8、「本物はどれだ!?」南北朝時代の神器争奪戦争!!
そんなわけで(…と普通に始めたが、前回から間があいてすいませんです)
「三種の神器」は天皇家、そしてそれに与する公家、武家の間で、
何度も熾烈な争奪戦が繰り返されています。
それは南北朝時代以前も同様で、「平家の都落ち」で安徳天皇と共に
「三種の神器」も持ち去られてしまったため、
それを取り戻すために後白河法皇、源頼朝は四苦八苦するはめになるわけですし。
・・・結局、頼朝の弟・義経はそんなことまったく考えてなかったのか、
草薙剣は壇ノ浦に沈んでしまいましたが。まあ、それじゃあ、頼朝も怒るか。
その草薙剣、南北朝時代になると突然伊勢の浜に打ち上がり・・・これは前回書いたかw
さて、それで問題の南北朝時代です。
私はもともと、大学のころから南北朝時代が専攻でしたが、
南北朝時代はこの「争奪」が、それこそ半端ないといいますか。
原因は明白で「大覚寺統」「持明院統」という、
2つの皇統があるわけなんですが。
ざっと書いてみても、、、
・1331年(元弘元)の元弘の変で、
後醍醐天皇は神器を鎌倉幕府に取り上げられ、持明院統の光厳天皇へ。
・1333年(元弘3)、足利高氏が六波羅探題を攻撃。
探題・北条仲時は光厳天皇と三種の神器を伴って関東へ逃げようとするも、
近江番場峠で自害。持明院統の皇族らは捕らわれる。
・同年、鎌倉幕府滅亡。神器は光厳(上皇)から、後醍醐天皇へ還る。
・1336年(建武3 延元1)の比叡山の南朝軍の敗北(一応、名目上は和睦)
後醍醐天皇は京へ戻るが、皇太子・恒良親王は新田義貞に守られて北陸へ。
一時的に、新田義貞主導による「北陸朝廷」が起こる?
(神器については記録はなし)
・後醍醐天皇は北朝に三種の神器を引き渡すが、吉野に逃れた後に「あれは偽物」と宣言。

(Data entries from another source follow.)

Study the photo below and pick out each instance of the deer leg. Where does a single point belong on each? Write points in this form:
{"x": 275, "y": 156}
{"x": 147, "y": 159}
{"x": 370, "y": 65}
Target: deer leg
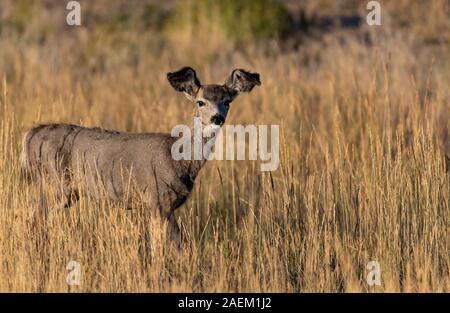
{"x": 174, "y": 230}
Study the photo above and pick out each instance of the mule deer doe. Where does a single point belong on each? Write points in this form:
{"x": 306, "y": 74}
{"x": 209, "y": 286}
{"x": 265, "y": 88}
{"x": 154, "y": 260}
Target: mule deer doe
{"x": 108, "y": 160}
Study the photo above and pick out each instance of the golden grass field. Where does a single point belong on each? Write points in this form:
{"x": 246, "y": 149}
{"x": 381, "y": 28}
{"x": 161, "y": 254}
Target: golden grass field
{"x": 364, "y": 120}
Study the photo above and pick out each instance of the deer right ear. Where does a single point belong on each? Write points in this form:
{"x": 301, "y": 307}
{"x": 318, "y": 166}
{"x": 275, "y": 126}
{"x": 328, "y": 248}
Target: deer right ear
{"x": 186, "y": 81}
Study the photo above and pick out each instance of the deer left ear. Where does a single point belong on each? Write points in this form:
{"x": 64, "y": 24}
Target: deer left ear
{"x": 186, "y": 81}
{"x": 242, "y": 81}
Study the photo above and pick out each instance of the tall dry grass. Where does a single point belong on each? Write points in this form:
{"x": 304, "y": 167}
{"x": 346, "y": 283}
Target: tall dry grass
{"x": 364, "y": 126}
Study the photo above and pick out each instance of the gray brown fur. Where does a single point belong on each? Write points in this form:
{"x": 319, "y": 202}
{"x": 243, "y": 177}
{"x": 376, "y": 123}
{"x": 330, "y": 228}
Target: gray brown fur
{"x": 125, "y": 166}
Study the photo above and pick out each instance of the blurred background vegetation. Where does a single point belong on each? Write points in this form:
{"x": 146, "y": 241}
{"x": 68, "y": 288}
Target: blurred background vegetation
{"x": 364, "y": 115}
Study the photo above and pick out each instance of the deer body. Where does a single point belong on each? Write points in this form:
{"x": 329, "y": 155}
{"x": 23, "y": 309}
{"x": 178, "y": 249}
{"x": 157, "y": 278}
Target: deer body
{"x": 129, "y": 166}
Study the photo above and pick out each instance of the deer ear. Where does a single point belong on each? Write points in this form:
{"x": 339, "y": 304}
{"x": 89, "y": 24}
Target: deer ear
{"x": 242, "y": 81}
{"x": 186, "y": 81}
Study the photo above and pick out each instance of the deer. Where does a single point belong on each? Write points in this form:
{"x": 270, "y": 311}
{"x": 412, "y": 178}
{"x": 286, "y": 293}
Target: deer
{"x": 108, "y": 160}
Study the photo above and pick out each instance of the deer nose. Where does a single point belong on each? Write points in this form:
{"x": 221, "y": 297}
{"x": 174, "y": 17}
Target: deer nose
{"x": 217, "y": 120}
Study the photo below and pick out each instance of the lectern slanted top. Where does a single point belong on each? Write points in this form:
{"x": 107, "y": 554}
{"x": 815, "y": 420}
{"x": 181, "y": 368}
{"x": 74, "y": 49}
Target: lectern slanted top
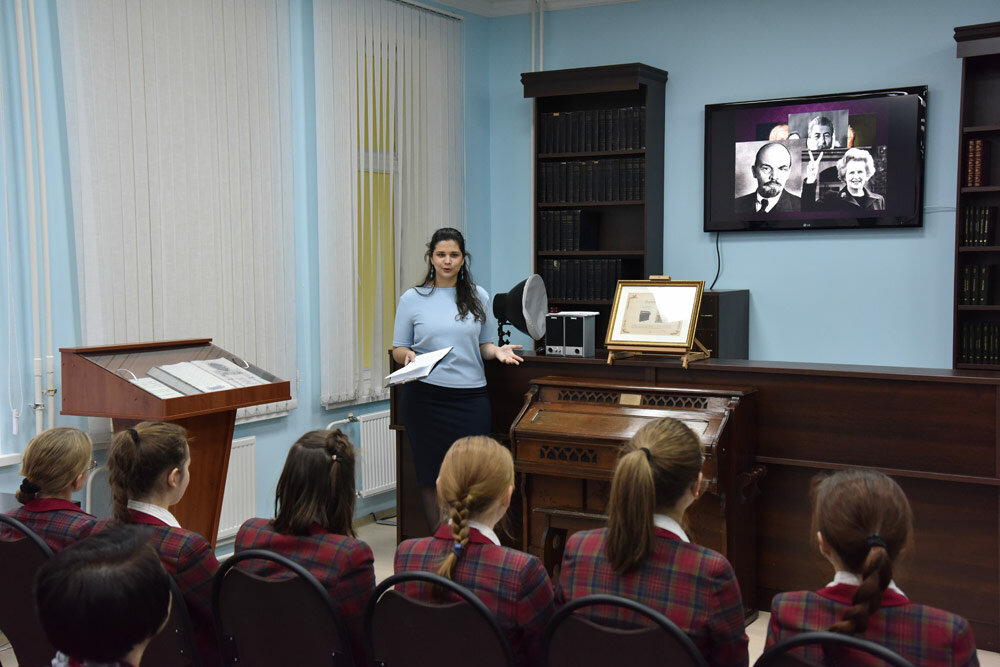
{"x": 96, "y": 383}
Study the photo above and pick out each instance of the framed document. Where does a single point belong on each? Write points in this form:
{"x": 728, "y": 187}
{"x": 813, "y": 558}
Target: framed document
{"x": 655, "y": 315}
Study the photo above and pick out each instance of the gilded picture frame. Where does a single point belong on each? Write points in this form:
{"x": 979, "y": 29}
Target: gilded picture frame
{"x": 655, "y": 314}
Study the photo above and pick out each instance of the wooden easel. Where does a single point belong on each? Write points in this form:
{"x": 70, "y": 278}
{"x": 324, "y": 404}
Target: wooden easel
{"x": 685, "y": 354}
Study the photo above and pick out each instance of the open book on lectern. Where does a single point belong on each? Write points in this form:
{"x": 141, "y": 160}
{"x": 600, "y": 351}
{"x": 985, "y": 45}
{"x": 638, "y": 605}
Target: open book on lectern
{"x": 420, "y": 367}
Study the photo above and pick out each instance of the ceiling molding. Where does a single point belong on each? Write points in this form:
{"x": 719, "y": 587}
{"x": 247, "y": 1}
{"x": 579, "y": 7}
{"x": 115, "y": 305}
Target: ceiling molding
{"x": 495, "y": 8}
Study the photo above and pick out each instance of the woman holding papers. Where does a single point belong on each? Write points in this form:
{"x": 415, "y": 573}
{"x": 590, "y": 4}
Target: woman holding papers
{"x": 447, "y": 309}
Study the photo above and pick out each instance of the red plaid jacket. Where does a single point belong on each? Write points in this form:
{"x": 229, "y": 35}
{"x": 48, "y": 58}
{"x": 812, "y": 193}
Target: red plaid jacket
{"x": 693, "y": 586}
{"x": 925, "y": 636}
{"x": 59, "y": 522}
{"x": 512, "y": 584}
{"x": 189, "y": 558}
{"x": 344, "y": 565}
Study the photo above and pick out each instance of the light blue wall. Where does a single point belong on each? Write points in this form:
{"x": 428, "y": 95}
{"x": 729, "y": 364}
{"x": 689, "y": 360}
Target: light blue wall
{"x": 855, "y": 297}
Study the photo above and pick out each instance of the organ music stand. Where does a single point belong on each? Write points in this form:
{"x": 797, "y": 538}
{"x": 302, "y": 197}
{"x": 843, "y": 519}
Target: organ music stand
{"x": 93, "y": 387}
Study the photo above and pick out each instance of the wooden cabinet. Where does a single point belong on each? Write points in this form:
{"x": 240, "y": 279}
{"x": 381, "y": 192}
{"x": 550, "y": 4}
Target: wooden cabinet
{"x": 724, "y": 322}
{"x": 598, "y": 188}
{"x": 977, "y": 254}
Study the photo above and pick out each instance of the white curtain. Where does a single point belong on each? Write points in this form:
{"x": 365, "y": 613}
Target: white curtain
{"x": 179, "y": 130}
{"x": 389, "y": 81}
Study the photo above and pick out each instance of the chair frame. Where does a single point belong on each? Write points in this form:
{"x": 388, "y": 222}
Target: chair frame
{"x": 596, "y": 599}
{"x": 429, "y": 577}
{"x": 47, "y": 552}
{"x": 773, "y": 654}
{"x": 346, "y": 656}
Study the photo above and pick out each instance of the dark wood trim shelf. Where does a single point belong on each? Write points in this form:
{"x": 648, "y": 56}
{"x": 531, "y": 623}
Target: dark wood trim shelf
{"x": 586, "y": 204}
{"x": 590, "y": 253}
{"x": 592, "y": 154}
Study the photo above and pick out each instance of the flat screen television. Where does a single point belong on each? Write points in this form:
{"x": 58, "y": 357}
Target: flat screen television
{"x": 846, "y": 161}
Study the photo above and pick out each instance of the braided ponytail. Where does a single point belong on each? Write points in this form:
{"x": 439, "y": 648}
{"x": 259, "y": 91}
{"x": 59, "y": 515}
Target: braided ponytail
{"x": 137, "y": 460}
{"x": 475, "y": 475}
{"x": 864, "y": 516}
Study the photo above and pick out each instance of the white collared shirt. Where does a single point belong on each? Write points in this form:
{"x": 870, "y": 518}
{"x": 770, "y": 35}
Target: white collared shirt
{"x": 154, "y": 511}
{"x": 842, "y": 577}
{"x": 485, "y": 530}
{"x": 667, "y": 523}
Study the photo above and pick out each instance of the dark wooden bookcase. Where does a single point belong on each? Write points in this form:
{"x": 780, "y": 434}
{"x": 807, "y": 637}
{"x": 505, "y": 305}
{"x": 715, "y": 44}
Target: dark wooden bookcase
{"x": 598, "y": 192}
{"x": 977, "y": 243}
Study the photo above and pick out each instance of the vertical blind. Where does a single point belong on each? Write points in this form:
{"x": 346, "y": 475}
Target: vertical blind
{"x": 389, "y": 82}
{"x": 179, "y": 131}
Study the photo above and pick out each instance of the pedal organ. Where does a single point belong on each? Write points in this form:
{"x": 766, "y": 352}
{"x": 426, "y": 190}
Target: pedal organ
{"x": 566, "y": 440}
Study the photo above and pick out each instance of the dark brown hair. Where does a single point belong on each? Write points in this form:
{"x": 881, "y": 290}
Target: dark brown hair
{"x": 138, "y": 459}
{"x": 644, "y": 484}
{"x": 52, "y": 460}
{"x": 475, "y": 474}
{"x": 857, "y": 511}
{"x": 466, "y": 297}
{"x": 316, "y": 485}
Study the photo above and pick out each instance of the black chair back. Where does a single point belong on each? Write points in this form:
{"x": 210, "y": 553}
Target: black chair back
{"x": 22, "y": 552}
{"x": 175, "y": 646}
{"x": 403, "y": 631}
{"x": 269, "y": 621}
{"x": 574, "y": 641}
{"x": 835, "y": 649}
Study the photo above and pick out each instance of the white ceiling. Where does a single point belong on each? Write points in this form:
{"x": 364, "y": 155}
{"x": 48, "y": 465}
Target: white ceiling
{"x": 493, "y": 8}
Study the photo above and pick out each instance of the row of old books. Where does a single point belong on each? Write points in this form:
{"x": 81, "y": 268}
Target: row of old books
{"x": 195, "y": 377}
{"x": 977, "y": 285}
{"x": 977, "y": 162}
{"x": 593, "y": 130}
{"x": 978, "y": 225}
{"x": 581, "y": 279}
{"x": 979, "y": 343}
{"x": 571, "y": 229}
{"x": 592, "y": 181}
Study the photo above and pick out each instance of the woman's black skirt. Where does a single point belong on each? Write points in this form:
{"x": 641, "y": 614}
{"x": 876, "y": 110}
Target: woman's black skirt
{"x": 435, "y": 417}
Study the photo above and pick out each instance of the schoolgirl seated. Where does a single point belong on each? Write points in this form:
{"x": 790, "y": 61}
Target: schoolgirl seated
{"x": 102, "y": 599}
{"x": 313, "y": 510}
{"x": 646, "y": 555}
{"x": 474, "y": 488}
{"x": 862, "y": 522}
{"x": 148, "y": 471}
{"x": 55, "y": 465}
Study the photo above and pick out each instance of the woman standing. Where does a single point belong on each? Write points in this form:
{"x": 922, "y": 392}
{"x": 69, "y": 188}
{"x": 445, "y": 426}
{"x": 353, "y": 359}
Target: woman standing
{"x": 446, "y": 309}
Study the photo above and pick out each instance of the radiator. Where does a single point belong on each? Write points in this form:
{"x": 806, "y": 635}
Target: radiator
{"x": 378, "y": 454}
{"x": 239, "y": 501}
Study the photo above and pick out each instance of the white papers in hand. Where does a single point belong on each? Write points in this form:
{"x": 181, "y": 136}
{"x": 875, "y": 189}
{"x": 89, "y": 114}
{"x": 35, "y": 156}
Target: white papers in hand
{"x": 420, "y": 367}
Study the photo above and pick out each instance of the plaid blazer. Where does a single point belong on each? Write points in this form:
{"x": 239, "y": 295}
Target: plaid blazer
{"x": 923, "y": 635}
{"x": 59, "y": 522}
{"x": 691, "y": 585}
{"x": 189, "y": 558}
{"x": 345, "y": 566}
{"x": 511, "y": 583}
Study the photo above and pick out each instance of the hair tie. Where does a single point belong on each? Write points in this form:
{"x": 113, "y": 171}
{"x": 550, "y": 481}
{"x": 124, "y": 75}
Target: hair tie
{"x": 29, "y": 487}
{"x": 876, "y": 540}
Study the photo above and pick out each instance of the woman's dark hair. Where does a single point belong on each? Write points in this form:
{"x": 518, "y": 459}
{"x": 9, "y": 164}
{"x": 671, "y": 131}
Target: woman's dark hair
{"x": 466, "y": 297}
{"x": 866, "y": 519}
{"x": 99, "y": 597}
{"x": 659, "y": 463}
{"x": 316, "y": 485}
{"x": 137, "y": 459}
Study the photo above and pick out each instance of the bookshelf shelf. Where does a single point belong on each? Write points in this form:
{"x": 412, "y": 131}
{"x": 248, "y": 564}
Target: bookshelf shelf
{"x": 976, "y": 331}
{"x": 598, "y": 140}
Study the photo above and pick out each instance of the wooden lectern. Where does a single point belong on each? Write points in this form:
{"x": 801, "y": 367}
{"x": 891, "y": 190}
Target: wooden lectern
{"x": 96, "y": 384}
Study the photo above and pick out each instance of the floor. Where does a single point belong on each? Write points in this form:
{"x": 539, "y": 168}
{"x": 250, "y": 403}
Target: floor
{"x": 382, "y": 540}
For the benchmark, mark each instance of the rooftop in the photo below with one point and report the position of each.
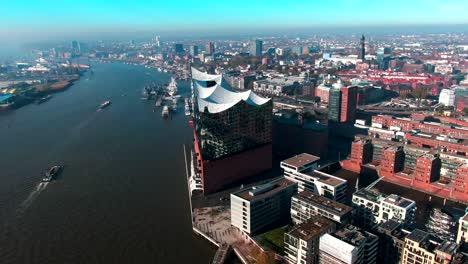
(301, 160)
(324, 203)
(265, 190)
(399, 201)
(371, 195)
(314, 227)
(352, 235)
(326, 178)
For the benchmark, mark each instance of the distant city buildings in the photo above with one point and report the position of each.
(178, 48)
(447, 97)
(194, 50)
(256, 48)
(256, 208)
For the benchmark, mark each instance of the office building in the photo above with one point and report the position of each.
(210, 48)
(194, 50)
(447, 97)
(334, 106)
(372, 207)
(301, 244)
(342, 104)
(232, 132)
(413, 162)
(302, 169)
(348, 245)
(257, 208)
(306, 205)
(256, 48)
(362, 49)
(462, 234)
(422, 247)
(391, 242)
(178, 48)
(348, 104)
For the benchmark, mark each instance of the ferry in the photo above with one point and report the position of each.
(44, 99)
(165, 112)
(187, 107)
(50, 174)
(172, 87)
(105, 104)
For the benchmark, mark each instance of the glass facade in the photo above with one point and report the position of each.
(236, 129)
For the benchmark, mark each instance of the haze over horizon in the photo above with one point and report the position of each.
(53, 20)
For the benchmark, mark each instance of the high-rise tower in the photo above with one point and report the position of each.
(362, 50)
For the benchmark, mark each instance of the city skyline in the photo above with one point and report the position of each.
(53, 19)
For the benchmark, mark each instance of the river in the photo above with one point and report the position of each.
(122, 197)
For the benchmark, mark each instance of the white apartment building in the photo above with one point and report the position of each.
(372, 208)
(255, 208)
(348, 245)
(447, 97)
(301, 244)
(302, 169)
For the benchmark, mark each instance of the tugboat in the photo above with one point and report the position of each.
(172, 87)
(165, 112)
(105, 104)
(50, 174)
(44, 99)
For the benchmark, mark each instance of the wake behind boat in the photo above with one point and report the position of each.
(105, 104)
(51, 173)
(172, 87)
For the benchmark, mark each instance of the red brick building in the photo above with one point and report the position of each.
(348, 104)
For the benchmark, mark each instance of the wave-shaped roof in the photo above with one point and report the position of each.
(220, 96)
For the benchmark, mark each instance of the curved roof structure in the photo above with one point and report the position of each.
(220, 96)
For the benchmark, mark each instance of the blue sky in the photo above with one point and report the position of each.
(22, 18)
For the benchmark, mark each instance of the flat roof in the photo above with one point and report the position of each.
(301, 160)
(371, 195)
(324, 203)
(399, 201)
(326, 178)
(262, 191)
(313, 227)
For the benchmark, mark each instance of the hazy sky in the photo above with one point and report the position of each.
(55, 18)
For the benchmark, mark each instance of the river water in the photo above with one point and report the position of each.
(122, 197)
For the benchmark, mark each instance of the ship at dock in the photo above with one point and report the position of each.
(165, 112)
(172, 87)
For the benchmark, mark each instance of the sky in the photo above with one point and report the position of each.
(28, 19)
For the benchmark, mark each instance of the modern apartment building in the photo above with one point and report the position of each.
(301, 244)
(348, 245)
(232, 132)
(256, 208)
(302, 169)
(372, 207)
(306, 205)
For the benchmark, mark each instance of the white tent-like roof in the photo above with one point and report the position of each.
(220, 96)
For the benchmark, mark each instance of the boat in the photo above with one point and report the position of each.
(158, 101)
(50, 174)
(44, 99)
(172, 87)
(105, 104)
(187, 107)
(165, 112)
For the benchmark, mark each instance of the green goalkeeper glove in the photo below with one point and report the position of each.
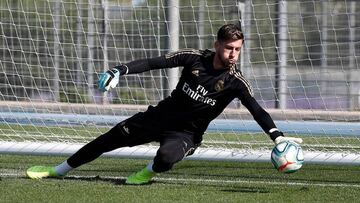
(109, 79)
(280, 137)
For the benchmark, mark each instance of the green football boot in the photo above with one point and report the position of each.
(140, 178)
(39, 172)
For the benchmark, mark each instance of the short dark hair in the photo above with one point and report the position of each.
(230, 32)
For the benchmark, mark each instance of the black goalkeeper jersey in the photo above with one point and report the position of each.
(201, 94)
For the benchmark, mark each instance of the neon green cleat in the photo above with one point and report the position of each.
(39, 172)
(142, 177)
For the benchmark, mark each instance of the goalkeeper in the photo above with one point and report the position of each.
(208, 83)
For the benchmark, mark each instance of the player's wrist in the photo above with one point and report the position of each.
(122, 68)
(274, 133)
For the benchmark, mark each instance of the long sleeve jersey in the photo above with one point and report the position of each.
(201, 94)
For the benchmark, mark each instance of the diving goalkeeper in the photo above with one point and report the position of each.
(208, 83)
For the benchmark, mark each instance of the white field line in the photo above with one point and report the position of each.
(188, 180)
(220, 142)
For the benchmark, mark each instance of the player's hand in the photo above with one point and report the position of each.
(109, 79)
(280, 138)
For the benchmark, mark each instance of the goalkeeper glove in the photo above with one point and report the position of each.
(109, 79)
(279, 137)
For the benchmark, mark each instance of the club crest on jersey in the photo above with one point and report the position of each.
(195, 72)
(219, 85)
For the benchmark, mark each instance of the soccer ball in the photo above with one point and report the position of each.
(287, 157)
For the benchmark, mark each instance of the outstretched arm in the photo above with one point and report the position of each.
(110, 78)
(264, 119)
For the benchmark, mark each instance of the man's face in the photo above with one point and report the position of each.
(228, 51)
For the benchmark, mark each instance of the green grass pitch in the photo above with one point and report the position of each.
(190, 181)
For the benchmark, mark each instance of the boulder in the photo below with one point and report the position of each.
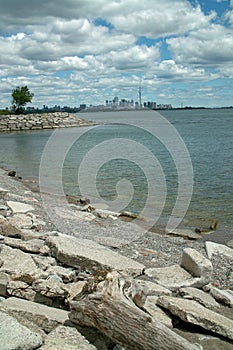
(154, 289)
(43, 316)
(192, 312)
(9, 230)
(21, 290)
(19, 207)
(224, 296)
(66, 338)
(18, 264)
(172, 277)
(35, 246)
(201, 297)
(4, 280)
(197, 265)
(21, 221)
(91, 255)
(155, 311)
(185, 233)
(3, 192)
(14, 336)
(213, 248)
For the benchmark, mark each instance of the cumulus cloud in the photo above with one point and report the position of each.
(210, 46)
(92, 48)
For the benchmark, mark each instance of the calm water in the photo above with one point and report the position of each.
(150, 171)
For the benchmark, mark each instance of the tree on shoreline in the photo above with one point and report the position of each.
(20, 97)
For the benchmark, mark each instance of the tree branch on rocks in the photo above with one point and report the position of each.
(114, 307)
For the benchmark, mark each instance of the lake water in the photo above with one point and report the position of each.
(137, 160)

・1352年(観応3 正平7)に南朝軍が京都を一時奪還(正平の一統)。
「偽神器」のはずの三種の神器を、しっかり回収して行く。
この際、光厳上皇ら北朝の皇族を吉野に連行。
・天皇、上皇、そして三種の神器をすべて失った室町幕府(北朝)は、
「神器なし」の異例の状態で、後光厳天皇を即位させる。
・・・・さて今、「三種の神器」の本体はどこに?
なんか・・・バスの乗客はいま、何人でしょう?・・・みたいな話になってしまったww
通常、三種の神器は箱に収められていて、
歴代天皇でも「現物」をみていない方が多いといいます。
でも、後醍醐天皇って性格的に見てそうだけどさw
すくなくとも、新田義貞や足利尊氏、北畠親房であっても、
本物を見極めることが出来たかどうか・・・
というか、義貞は偽神器渡された可能性高そうだが。
いろいろ、気の毒なんです、新田義貞は。ここ、群馬県人目線入りますが!
ちなみに後醍醐天皇は一度、
鎌倉幕府に捕縛されて神器を取り上げられている経緯があるので、
「偽物」を事前に用意していても不思議はないですが・・・
それ以前に、これだけ激しい戦いの中、
消失や紛失がなかったとしたら奇跡的です。
一応、正平の一統が破たんしたあとは南朝が保持。
当時、尊氏は関東にいましたが、
息子・義詮は北朝の天皇、三種の神器の双方をほっぽり出して、京都を放棄します。
そもそも、室町幕府・・・というか足利家は持明院統を軽視する傾向にあります。
これは下野足利荘が尊氏の代、実は大覚寺統の公領だった・・・
ことが原因のひとつかと。
実は新田荘も大覚寺統の公領・・・
つまり、新田、足利ともに「主君」は後醍醐天皇になるから、
状況がよりややこしい・・・
そして、神器は南北朝合一(1392)で南朝・後亀山天皇から引き渡され、
以後は北朝が保持していたのは間違いないと思われます。
北朝こそが唯一の、正統なる皇位の継承者に!
そんな中で起こったのが嘉吉3年(1443)9月、
本作『神剣の守護者』のオープニングに当たる「禁闕の変」です。
さて、神器は?
もう、「本物はどこだ?」って方が適当でしょうねw
『神剣の守護者』の表紙に草薙剣は描かれてますが、
これがなぜかwタイトルロゴで見えない。
と・・・思ったら、このポップは見えるな。
あと、、、手元に今市子先生がお描きになった原画、、、
それのコピー?にもありますが。